Они вышли. Офицерский коридор был ярко освещен, и на белом риполине пререборок темными мягкими пятнами выделялись портьеры открытых дверей кают. Резиновая дорожка заглушала шаги, вентиляторы, гнавшие наверх по широким трубам жаркий и потный воздух матросских кубриков, гудели ровным и сильным басом. Юрий повернул от двери налево к широкому трапу на верхнюю палубу.

— Не по чину, — сказал лейтенант, — в командирский трап лезешь! Нам сюда...

Фельдфебель Сережкин, выйдя от Ливитина, вызвал к себе Силина. Откинувшись на стуле, он смотрел на веснушчатое напряженное лицо Силина и постукивал пальцем по столу.

— Ты чувствуй, облом. Кабы не моя доброта, отсидел бы пять суток! Вот они...

Он шевельнул пальцем записку об аресте, зачеркнутую Ливитиным. В графе суток крупно выделялась цифра "5".

— Рассерчал ротный — страсть! "Ка-ак, говорит, на моем на катере и чтоб грязные штаны!" Матерится. "Заготовь, говорит, записку на пять суток стервецу", — тебе, значит. Я, конечно, заготовил. Несу. Сидит злой, не смотрит. Ложу перед им записку. Он уж вставку в пальчики взял, а тут я не вытерпел. "Дозвольте, говорю, вашскородь, заступиться, хороший матрос Силин, ничего я за им не замечал, а лейтенанту Греве, сами изволите знать, пылинка за гору кажется. Опачкал штанину в угле, не поспел переодеть..." Поговорили... "Ну, говорит, ладно, уж коли ты просишь, прощаю. Из-за тебя, говорит, прощаю, так ему и передай". Чувствуешь?

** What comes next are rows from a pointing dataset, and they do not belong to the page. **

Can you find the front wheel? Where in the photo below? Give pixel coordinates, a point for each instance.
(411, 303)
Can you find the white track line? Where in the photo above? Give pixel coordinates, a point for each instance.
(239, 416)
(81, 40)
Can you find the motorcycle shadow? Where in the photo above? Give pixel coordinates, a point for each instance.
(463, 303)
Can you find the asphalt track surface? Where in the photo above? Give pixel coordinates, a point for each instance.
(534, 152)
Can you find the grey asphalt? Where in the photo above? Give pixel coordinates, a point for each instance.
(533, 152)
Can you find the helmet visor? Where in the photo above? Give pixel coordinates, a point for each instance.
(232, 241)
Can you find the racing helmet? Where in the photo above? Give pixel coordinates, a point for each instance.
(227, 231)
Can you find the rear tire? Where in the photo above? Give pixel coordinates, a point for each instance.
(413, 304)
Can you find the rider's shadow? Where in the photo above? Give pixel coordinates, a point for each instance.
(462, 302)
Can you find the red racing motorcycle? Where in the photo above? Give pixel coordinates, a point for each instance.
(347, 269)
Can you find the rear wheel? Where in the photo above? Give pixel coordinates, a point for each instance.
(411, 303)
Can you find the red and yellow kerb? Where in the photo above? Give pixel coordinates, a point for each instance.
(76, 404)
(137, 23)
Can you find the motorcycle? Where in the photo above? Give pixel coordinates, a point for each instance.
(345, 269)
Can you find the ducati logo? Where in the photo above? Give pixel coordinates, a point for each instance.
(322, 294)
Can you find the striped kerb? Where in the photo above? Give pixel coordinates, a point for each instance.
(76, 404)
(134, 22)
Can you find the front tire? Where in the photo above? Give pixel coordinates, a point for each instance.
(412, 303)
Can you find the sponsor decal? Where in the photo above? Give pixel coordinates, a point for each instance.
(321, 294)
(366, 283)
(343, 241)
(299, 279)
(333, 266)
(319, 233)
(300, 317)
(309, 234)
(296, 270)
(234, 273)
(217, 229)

— Покорно благодарим, господин фельдфебель, — сказал Силин, смущенно и радостно улыбаясь. — Известно, вы, конечно, как доложите, от вас зависимо...

— То-то. Я вот и доложил. Он по записке — чирк: час, говорит, под винтовку, — только и всего. Вот она, записка, разорвать можешь или жене пошли, пусть понимает, какая флотская служба, когда фельдфебель добёр.

— Вами вся рота довольная, господин фельдфебель покорно благодарим.

— Вот и пошли жене, — повторил фельдфебель самодовольно. — Она у тебя, кажись, белошвейка?

— Шьет помалу, так точно.

— Ты ей напиши: сколько возьмет — сынишке надо рубашонки построить. Крестник он ротного у меня, вот ложечку подарил на зубок. Он меня уважает, ротный. Ты помни и другим расскажи, что я ротному скажу, то и будет... Так напишешь, возьмется ли?

— Она и за так сделает, господин фельдфебель, в благодарность.

— Не люблю, — сказал Сережин, подняв палец, — не люблю таких разговоров, Силин, знаешь ведь! Какая может быть благодарность? Не положено по уставу! Пусть шьет, я заплачу, сколько там скажет. На годовалого пусть шьет, на вырост. Напишешь? Ну, ступай с богом...

Сережин вздохнул довольно и счастливо. Ложечка блестит, рубашки сыну шьются, за них Сережин заплатит, сколько скажут (скажут, конечно, вчетверо меньше)... Ротой надо уметь управлять с умом, воспитывая в ней любовь к себе и благодарное уважение.